Build does not persist chmod (SUID/SGID) changes when using Docker SDK, unlike docker build CLI

I encountered an issue when building a Docker image using the Python Docker SDK. The behavior occurs only with a specific base image so far: gradle:7.6-jdk17-alpine.

In my Dockerfile, I include the following command in a RUN instruction to find and remove files with SUID/SGID permissions:

  • RUN find / -type d -name proc -prune -o -perm /u=s,g=s -exec chmod -s ‘{}’ ;

This step executes successfully during the build (as confirmed in the build logs), but the permission changes do not persist in the resulting image when using the Docker SDK.

However, when I build the exact same Dockerfile using the Docker CLI (docker build), the permission changes are correctly applied and persist in the final image.

This discrepancy suggests that the Docker SDK’s APIClient().build() method may not properly track or commit permission-only changes to the layer (e.g., chmod -s).
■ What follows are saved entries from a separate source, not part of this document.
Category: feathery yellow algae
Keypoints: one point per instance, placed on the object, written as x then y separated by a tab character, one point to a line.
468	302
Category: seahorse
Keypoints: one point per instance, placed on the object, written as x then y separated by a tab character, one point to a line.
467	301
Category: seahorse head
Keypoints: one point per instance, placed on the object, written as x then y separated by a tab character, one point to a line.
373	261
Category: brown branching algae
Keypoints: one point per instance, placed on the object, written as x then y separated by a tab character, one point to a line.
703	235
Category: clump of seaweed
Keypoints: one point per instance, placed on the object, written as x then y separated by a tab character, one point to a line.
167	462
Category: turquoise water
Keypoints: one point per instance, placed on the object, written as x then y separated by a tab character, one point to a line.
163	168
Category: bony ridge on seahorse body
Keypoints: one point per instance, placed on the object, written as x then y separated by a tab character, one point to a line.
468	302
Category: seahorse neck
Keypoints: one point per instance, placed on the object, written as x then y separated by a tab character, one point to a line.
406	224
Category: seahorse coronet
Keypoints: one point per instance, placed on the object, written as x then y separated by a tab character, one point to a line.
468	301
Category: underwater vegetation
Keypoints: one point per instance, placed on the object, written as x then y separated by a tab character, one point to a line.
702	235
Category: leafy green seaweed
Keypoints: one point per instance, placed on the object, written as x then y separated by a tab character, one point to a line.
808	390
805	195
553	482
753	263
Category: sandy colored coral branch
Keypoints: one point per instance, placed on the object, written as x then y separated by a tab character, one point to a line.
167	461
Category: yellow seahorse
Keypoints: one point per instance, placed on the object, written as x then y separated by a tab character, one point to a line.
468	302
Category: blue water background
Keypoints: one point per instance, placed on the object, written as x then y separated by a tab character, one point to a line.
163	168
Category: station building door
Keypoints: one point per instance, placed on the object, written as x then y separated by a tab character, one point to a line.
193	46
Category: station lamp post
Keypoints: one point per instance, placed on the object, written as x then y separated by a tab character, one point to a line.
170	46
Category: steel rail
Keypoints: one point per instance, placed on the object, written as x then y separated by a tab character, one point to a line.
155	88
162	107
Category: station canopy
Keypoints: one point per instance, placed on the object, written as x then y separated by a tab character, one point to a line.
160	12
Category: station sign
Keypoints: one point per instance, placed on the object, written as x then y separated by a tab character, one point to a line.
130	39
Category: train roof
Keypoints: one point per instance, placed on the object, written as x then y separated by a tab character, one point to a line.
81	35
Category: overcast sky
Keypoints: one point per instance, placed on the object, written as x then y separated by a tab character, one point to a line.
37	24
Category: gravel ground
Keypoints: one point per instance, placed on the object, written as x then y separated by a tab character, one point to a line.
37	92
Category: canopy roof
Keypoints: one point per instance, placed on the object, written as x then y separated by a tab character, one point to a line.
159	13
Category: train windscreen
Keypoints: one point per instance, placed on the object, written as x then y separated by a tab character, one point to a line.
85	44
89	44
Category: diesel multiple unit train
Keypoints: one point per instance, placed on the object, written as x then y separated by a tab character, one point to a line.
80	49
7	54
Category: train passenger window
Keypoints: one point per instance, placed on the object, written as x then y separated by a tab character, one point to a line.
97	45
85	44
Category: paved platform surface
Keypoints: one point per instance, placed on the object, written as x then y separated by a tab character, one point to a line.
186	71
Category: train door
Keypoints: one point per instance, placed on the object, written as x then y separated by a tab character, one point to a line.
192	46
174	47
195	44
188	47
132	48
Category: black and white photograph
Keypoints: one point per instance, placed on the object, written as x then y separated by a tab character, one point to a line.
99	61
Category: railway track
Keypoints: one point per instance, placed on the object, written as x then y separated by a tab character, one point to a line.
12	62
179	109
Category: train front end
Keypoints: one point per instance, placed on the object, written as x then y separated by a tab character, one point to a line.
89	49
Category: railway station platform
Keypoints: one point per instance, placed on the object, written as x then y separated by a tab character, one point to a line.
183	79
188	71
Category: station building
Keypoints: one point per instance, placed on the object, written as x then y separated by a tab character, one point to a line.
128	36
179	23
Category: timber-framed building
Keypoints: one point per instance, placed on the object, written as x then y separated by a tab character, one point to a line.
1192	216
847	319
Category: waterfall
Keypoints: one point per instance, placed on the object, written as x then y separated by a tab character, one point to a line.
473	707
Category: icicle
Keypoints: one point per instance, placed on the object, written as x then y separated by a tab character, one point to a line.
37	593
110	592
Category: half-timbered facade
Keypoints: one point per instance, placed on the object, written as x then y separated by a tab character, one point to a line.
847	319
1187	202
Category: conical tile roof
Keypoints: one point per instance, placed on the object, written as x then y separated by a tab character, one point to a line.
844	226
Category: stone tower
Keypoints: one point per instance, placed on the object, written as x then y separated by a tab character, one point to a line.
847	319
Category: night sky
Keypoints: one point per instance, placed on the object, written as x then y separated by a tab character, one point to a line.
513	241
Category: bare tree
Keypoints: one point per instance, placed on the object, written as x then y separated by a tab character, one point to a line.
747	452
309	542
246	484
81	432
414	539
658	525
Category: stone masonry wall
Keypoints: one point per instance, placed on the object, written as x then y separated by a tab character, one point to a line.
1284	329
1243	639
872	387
The issue might be related to Docker’s layer diffing or snapshot mechanism, especially for metadata-only changes (like permissions, ownership, or timestamps).

I’ve verified that:

  • The DOCKER_BUILDKIT=1 environment variable is set before using the SDK.
  • The issue is not present in other images I’ve tested — only with gradle:7.6-jdk17-alpine.

Please confirm if this is a known limitation of the Docker SDK build process, or if there’s a workaround to ensure such changes persist in the final image when built via the SDK.

Thanks in advance!

docker build is using buildx now which is a plugin so it is not included in any Docker SDK. If you want the same behavior you will need to build images using the same command, not the SDK.

On the other hand, permissions should have always been persisted, so there could be a missing detail in this issue or a bug in the SDK. The point of building an image is that everything is persisted in that image. Including permission changes, but I never tried SUID and GUID.

I’ve developed a script that uses the Docker SDK to build images, apply security hardening steps, and run a validation workflow to ensure the final image complies with security standards, even when a custom Dockerfile is provided.

One of the hardening steps involves modifying file permissions. This process works correctly with most base images, including those from Docker Hub and even from scratch. However, I encountered an issue specifically with the gradle image: file permissions are not modified when building via the script using the Docker SDK. Interestingly, when I run the exact same Dockerfile manually using the Docker CLI, the permissions are updated as expected.

This leads me to think there may be a subtle behavior difference or limitation in how the Docker SDK handles certain permission changes, especially since everything else in the pipeline works correctly for other images.

If it happens with only the gradle image, we should probably find out what the difference is between that and other images. I’m not aware of any intentional difference in the image build compared to the new buildx that would break permissions, especially if only in one image.

I could imagine changes only when something in the image starts and changes it back or copies something from somewhere which has the original permissions. If nothing runs before you check it, I don’t see what would change it.

Have you tried changing a file for example in a directory that you wouldn’t need otherwise just to see if it happens with every single file or just those you work with and has nothing to do with gradle?

Thanks!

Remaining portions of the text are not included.